On 02/27/2018 06:32 PM, Atila Neves wrote:
On Tuesday, 27 February 2018 at 12:39:04 UTC, Jonathan M Davis wrote:
[...]
In almost all cases, &a[0] is equivalent to a.ptr except that it does bounds checking, so it's actually @safe and thus doesn't need to be manually verified by the programmer, unlike your pointer function suggestion.

There's a common case where it's not equivalent - when the pointer is null. Imagine I have a C function I want to call:

extern(C) void fun(int* things);

Imagine also that it's ok to call with null. Well, now I can't use a slice to call this and have it be 1) @safe and 2) not throw RangeError. I ran into this the other way.

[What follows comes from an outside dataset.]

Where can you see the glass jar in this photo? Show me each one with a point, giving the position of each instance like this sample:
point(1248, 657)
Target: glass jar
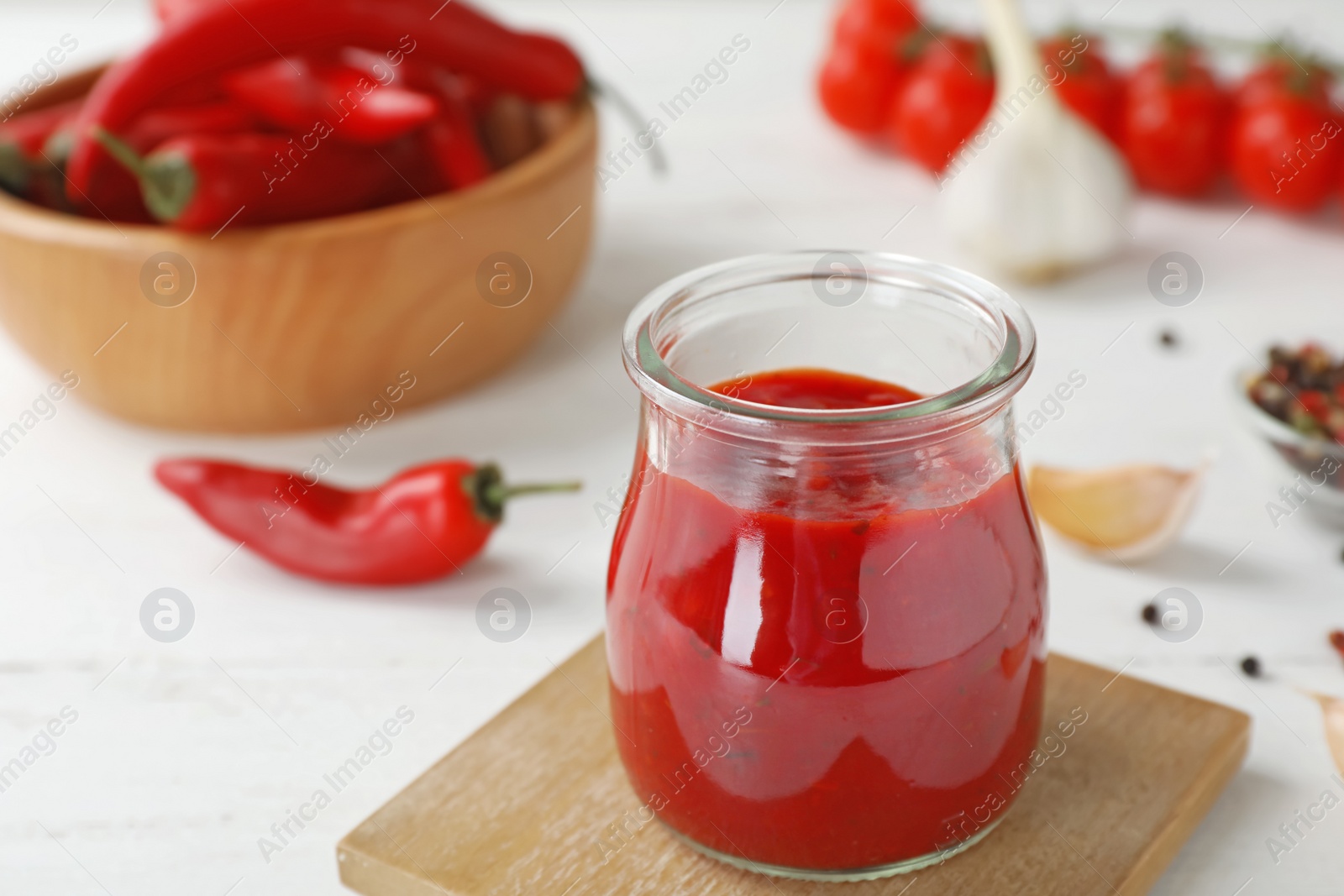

As Jonathan says, you have to manually verify that it's safe, because it generally isn't. `arr.ptr` can be invalid but not null, even in @safe code.

Consider:

----
void fun(int* things) @safe
{
    int x = things is null ? 0 : *things;
    import std.stdio;
    writeln(x);
}

void main()
{
    int[] arr;
    fun(arr.ptr); /* Ok, prints "0". */

    arr = [1, 2, 3];
    fun(arr.ptr); /* Ok, prints "1".*/

    arr = arr[$ .. $]; /* This is @safe. */
    fun(arr.ptr); /* Not ok, prints garbage. */
}
----

The first two calls are actually safe and can be @trusted. The third call is invalid and must not be possible in @safe code.

Maybe it would be possible require `arr.ptr` to be valid or null in @safe code. This would outlaw `arr[$ .. $]` and bounds checking would have to catch it. I don't know if that would be any practical than banning `arr.ptr`.